Makenzie F.
Google
First things first: Tyler was a phenomenal server. He paced our meal perfectly and provided incredible recommendations. Almost everything we had was at his behest. We asked him questions with obscure answers, and nothing stumped him! He’s obviously very well-trained and overall a very charming server. My family and I had the buffalo frog legs and the smoked bone marrow as starters. Tyler brought us warm towels to clean our hands with after the frog legs. Both dishes were rich in flavor. The bone marrow was the perfect texture, and the frog legs were the most tender I’ve ever had. We had a perfectly balanced cocktail that I remember the name of, but it was like a French 75 with lavender. The picture is attached.

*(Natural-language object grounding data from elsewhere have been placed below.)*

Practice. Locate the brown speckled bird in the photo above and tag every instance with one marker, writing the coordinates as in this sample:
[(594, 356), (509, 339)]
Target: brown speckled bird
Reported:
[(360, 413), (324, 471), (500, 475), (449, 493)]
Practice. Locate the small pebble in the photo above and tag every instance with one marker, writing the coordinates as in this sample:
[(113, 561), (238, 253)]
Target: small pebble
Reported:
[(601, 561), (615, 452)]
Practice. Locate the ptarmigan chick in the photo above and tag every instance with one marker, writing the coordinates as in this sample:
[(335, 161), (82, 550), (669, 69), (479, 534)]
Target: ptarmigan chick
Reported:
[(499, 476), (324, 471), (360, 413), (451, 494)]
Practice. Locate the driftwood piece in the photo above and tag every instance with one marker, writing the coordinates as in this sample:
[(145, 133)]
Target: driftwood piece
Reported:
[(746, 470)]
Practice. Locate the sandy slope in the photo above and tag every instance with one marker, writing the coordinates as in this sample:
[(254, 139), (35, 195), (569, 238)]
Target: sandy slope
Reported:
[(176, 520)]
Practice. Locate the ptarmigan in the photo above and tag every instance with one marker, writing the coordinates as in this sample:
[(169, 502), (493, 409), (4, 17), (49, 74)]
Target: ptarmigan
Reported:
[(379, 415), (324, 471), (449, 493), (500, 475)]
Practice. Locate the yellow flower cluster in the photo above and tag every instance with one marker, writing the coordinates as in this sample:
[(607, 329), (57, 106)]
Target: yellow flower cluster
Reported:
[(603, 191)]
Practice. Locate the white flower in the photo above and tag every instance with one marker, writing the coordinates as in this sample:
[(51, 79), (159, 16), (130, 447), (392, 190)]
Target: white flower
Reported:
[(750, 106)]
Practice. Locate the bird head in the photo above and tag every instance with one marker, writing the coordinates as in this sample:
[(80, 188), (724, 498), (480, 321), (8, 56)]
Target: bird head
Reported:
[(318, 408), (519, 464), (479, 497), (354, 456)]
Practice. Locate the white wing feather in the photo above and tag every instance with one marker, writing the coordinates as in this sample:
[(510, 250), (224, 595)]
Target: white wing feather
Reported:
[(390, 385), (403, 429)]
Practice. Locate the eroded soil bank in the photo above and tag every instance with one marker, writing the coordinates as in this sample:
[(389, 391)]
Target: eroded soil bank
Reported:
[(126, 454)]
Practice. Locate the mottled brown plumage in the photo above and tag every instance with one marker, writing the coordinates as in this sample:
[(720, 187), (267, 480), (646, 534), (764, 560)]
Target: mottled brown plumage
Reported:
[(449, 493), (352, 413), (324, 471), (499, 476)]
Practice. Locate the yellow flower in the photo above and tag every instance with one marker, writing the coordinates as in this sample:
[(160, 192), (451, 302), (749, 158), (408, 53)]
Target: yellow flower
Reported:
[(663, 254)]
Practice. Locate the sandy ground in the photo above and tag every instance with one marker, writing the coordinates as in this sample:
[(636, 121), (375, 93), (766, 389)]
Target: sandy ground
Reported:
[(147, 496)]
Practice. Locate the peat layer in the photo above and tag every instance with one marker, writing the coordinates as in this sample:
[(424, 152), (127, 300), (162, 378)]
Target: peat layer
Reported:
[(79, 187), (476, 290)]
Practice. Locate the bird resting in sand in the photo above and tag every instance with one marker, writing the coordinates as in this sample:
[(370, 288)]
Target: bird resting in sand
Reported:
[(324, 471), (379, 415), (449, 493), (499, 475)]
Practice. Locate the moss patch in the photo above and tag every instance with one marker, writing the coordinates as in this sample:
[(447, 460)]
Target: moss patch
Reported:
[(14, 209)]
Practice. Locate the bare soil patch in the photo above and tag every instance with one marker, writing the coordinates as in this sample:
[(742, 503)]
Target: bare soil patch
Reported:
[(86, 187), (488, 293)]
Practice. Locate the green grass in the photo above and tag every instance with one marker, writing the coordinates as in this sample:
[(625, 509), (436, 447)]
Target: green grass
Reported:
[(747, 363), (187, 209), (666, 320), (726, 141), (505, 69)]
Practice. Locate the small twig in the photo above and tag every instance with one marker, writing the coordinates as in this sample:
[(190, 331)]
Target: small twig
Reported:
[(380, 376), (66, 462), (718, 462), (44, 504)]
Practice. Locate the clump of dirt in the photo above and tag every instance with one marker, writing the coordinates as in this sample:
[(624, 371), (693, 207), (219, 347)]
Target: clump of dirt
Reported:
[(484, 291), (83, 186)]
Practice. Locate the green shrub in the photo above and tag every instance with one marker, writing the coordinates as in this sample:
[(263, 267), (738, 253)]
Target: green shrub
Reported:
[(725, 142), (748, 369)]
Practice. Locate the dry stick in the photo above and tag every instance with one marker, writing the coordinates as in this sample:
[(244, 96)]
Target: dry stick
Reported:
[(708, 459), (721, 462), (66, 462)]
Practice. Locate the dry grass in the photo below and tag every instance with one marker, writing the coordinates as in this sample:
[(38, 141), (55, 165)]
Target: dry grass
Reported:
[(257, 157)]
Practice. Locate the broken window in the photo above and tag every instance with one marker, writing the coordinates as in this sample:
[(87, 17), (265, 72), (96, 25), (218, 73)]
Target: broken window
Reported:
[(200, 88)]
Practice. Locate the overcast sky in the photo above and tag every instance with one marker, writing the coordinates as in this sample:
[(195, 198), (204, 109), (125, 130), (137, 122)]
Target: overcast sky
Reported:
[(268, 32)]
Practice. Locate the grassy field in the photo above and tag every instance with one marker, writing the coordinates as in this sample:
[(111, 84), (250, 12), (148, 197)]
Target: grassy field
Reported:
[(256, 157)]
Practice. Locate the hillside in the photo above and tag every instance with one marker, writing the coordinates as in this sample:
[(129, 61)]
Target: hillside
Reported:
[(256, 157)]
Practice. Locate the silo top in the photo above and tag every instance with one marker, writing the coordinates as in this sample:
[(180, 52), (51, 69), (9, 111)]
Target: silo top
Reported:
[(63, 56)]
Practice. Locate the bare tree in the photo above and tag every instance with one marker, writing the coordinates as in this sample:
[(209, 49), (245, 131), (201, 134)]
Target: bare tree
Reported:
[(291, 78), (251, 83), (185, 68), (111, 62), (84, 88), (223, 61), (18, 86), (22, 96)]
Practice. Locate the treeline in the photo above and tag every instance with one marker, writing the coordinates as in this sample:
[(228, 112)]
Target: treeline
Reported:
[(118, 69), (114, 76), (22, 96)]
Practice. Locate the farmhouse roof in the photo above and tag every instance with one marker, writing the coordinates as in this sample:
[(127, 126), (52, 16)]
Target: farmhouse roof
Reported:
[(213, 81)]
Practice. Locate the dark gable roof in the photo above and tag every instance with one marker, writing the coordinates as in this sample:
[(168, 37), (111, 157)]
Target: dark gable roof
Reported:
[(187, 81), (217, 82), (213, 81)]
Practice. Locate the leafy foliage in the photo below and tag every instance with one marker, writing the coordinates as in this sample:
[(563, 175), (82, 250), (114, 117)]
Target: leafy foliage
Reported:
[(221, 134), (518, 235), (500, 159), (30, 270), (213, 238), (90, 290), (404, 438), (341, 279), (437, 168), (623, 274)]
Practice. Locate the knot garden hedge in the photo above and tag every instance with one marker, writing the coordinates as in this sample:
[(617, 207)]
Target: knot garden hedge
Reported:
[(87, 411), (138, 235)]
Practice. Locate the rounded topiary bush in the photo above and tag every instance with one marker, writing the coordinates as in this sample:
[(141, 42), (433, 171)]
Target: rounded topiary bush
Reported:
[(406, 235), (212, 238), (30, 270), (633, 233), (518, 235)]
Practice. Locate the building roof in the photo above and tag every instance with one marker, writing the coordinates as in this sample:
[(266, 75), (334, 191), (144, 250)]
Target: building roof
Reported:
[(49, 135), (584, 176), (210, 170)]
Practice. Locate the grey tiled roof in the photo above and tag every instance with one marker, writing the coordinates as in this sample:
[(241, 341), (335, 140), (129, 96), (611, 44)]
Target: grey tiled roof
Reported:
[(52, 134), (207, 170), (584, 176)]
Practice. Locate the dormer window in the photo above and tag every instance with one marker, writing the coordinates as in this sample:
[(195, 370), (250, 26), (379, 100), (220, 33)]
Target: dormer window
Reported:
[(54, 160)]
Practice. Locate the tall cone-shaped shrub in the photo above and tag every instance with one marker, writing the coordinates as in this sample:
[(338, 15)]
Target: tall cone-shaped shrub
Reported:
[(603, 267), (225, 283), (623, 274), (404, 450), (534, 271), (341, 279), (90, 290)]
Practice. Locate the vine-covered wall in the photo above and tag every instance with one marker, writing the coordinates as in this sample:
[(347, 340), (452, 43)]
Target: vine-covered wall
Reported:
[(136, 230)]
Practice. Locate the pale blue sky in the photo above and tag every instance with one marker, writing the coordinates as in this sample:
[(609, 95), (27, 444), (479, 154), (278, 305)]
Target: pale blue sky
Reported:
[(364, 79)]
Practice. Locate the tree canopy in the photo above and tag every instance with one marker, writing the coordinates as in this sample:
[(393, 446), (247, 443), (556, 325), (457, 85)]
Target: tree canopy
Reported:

For our entrees, we had the hanger steak (holy tenderness, it was good) with the best gnocchi I’ve ever had and the lamb with cheese grits and a blackberry reduction, which was a lovely combination. Our entrees came with some real, southern cornbread, too! For dessert, we grabbed some goat cheese cheesecake to go, because we were so full. At places like this, you often leave hungry, but all of the portions were large, with generous amounts of meat. The cheesecake was amazing, but somehow sweeter than I expected. The berry sauce was sharp and delicious.
I would recommend this place to anyone. Every dish is thoughtfully created and plated. The menus are printed out every day based on seasonal availability, so you get to take your menu with you as a keepsake if you’d like to. The first page is a huge list of all of their local partners that they source their ingredients from. There was a huge list of spirits, too. I loved the open kitchen design with the huge, roaring fire for everyone to see. Watching the chefs work like a well-oiled machine was a distinct privilege. If you have some extra cash or something to celebrate, come here! And heed your server’s recommendations: they really know what they’re talking about.